Convoship looks at recent conversations that ended in an escalation or refusal.
Each one gets a root cause: was a capability missing, did a tool fail, was knowledge lacking, were instructions unclear, did a guardrail refuse — or was escalating actually the right call?
Similar failures are grouped into themes, so thirty versions of “how do I cancel?” show up as one pattern, not thirty rows.
For each theme, Convoship drafts a proposal — the smallest change that would fix the pattern — backed by the real conversations behind it.
You review: apply the proposal to the agent's draft configuration, or dismiss it. Dismissed suggestions are never re-filed.

You stay in control

Proposals only ever touch the draft configuration. Going live still requires publishing, which runs your eval gate — and publish approval, if your workspace requires sign-off. Capabilities flagged as sensitive are never edited by a suggestion.

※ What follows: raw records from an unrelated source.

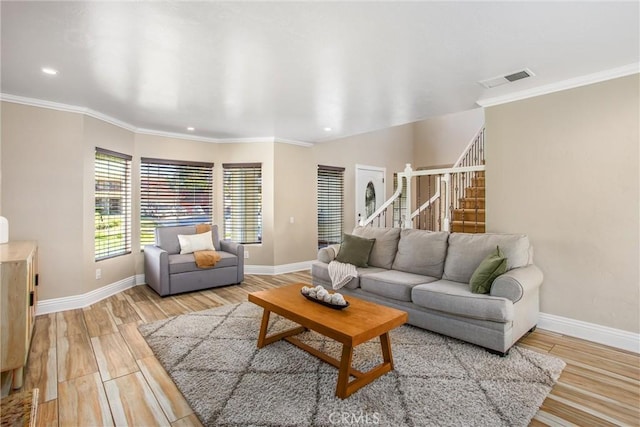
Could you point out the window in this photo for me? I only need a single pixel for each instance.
(330, 205)
(112, 172)
(243, 202)
(173, 193)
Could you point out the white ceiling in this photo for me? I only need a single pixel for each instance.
(288, 70)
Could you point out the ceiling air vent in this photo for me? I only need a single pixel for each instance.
(509, 78)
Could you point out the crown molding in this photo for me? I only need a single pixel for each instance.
(588, 79)
(34, 102)
(153, 132)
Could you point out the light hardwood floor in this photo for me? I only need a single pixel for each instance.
(93, 368)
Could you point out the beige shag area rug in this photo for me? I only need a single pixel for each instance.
(19, 409)
(438, 381)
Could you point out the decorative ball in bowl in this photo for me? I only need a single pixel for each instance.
(324, 297)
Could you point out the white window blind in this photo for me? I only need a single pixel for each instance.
(112, 172)
(330, 205)
(243, 202)
(173, 193)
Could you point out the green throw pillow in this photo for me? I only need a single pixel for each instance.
(491, 267)
(355, 250)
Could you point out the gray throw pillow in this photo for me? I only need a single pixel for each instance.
(489, 269)
(355, 250)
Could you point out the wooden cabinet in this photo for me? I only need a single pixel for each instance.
(18, 298)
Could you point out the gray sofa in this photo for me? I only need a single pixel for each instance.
(168, 272)
(427, 274)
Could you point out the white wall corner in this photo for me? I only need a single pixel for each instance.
(591, 332)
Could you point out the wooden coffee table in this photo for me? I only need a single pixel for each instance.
(354, 325)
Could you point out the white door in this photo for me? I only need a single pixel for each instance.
(370, 191)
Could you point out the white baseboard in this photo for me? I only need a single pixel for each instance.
(591, 332)
(80, 301)
(271, 270)
(575, 328)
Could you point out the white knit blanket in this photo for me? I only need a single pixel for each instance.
(340, 273)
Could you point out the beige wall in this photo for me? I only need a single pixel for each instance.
(391, 148)
(439, 141)
(295, 197)
(564, 168)
(42, 191)
(48, 189)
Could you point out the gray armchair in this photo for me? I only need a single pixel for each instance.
(168, 272)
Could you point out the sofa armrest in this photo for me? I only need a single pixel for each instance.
(156, 269)
(328, 253)
(238, 250)
(514, 284)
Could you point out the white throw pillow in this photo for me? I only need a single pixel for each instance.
(195, 242)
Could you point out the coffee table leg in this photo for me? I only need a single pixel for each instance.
(263, 328)
(343, 375)
(385, 343)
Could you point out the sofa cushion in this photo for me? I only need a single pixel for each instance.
(328, 253)
(421, 252)
(190, 243)
(489, 269)
(384, 248)
(320, 270)
(355, 250)
(456, 298)
(393, 284)
(167, 237)
(466, 252)
(184, 263)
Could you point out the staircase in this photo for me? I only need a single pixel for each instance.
(470, 216)
(447, 199)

What the agent can suggest

Suggestion	When it appears
New capability	Users keep asking for something none of the agent's capabilities covers.
Capability edit	A capability exists but its example or required details miss how users actually phrase the request.
Mission clarification	The agent behaves inconsistently because its instructions are ambiguous.
New guardrail	A recurring failure should be handled by an explicit rule instead of judgement calls.
Regression test	A real failed conversation becomes a permanent eval, so the same mistake can't quietly come back.

Failures become tests

Applying a regression-test proposal adds the failed conversation to the agent's evals. Over time the eval suite grows from real traffic, so every publish is checked against the exact situations that used to break the agent.

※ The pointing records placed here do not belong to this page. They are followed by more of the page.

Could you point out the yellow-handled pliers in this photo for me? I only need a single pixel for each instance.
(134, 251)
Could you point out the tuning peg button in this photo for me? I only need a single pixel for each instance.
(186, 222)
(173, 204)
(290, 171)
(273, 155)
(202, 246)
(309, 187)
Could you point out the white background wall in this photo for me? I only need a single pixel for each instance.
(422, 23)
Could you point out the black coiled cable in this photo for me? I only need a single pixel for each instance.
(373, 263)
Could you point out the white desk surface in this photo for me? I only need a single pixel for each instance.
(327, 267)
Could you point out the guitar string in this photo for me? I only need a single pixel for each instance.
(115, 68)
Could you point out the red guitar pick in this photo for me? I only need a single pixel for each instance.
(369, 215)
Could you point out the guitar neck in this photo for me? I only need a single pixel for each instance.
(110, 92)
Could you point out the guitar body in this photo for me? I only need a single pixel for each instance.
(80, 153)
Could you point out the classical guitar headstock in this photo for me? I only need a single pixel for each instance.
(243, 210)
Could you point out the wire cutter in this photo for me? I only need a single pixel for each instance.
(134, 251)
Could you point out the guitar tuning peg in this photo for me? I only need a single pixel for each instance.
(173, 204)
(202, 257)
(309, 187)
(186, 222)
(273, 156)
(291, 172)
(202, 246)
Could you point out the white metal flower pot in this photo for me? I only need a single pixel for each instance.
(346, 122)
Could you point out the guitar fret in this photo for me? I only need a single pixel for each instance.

Run it on demand or nightly

Open the agent's Improve tab and choose Run analysis to analyze the last two weeks immediately. Or switch on Nightly suggestions: Convoship analyzes new failures every night and queues proposals for your team to review in the morning. The toggle is per agent, and it's off until you enable it.

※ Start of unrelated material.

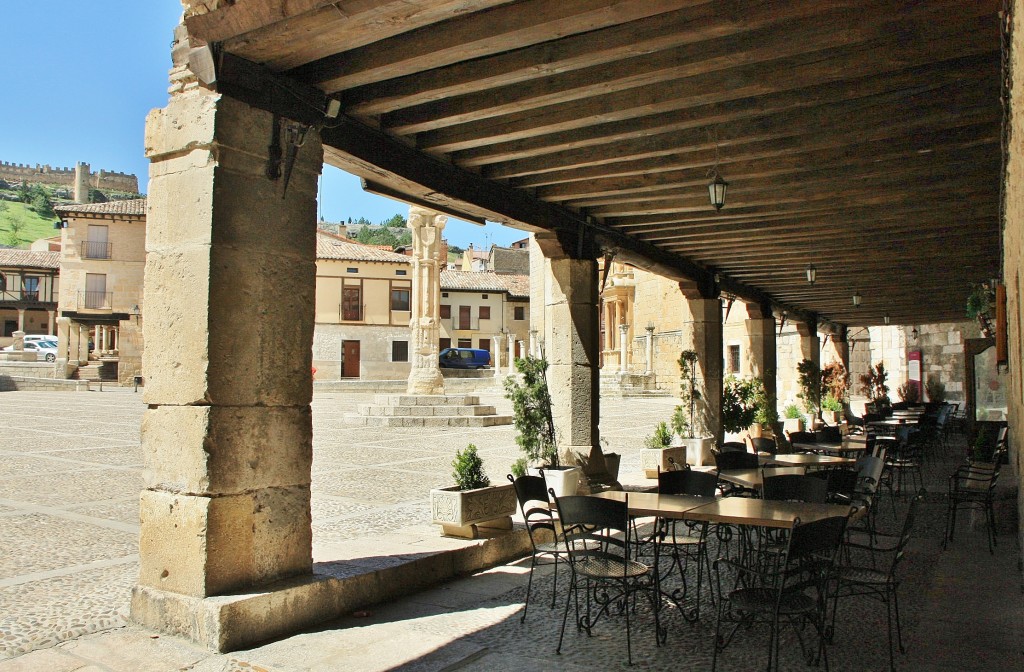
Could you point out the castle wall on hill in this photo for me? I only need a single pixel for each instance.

See whether changes helped

Every conversation records which published version served it. The Impact by version table shows conversations, resolutions, and the failure rate per version side by side — so after you apply a proposal and publish, you can see in numbers whether the new version actually reduced escalations. If it didn't, roll back from the agent's version history.

Escalations that should stay

Not every hand-off is a failure. When escalating was the right outcome — a sensitive request, or a hand-off your design calls for — the analysis labels it “correct escalation” and never proposes a fix for it. The goal is an agent that resolves more of what it should resolve, not one that stops asking for help.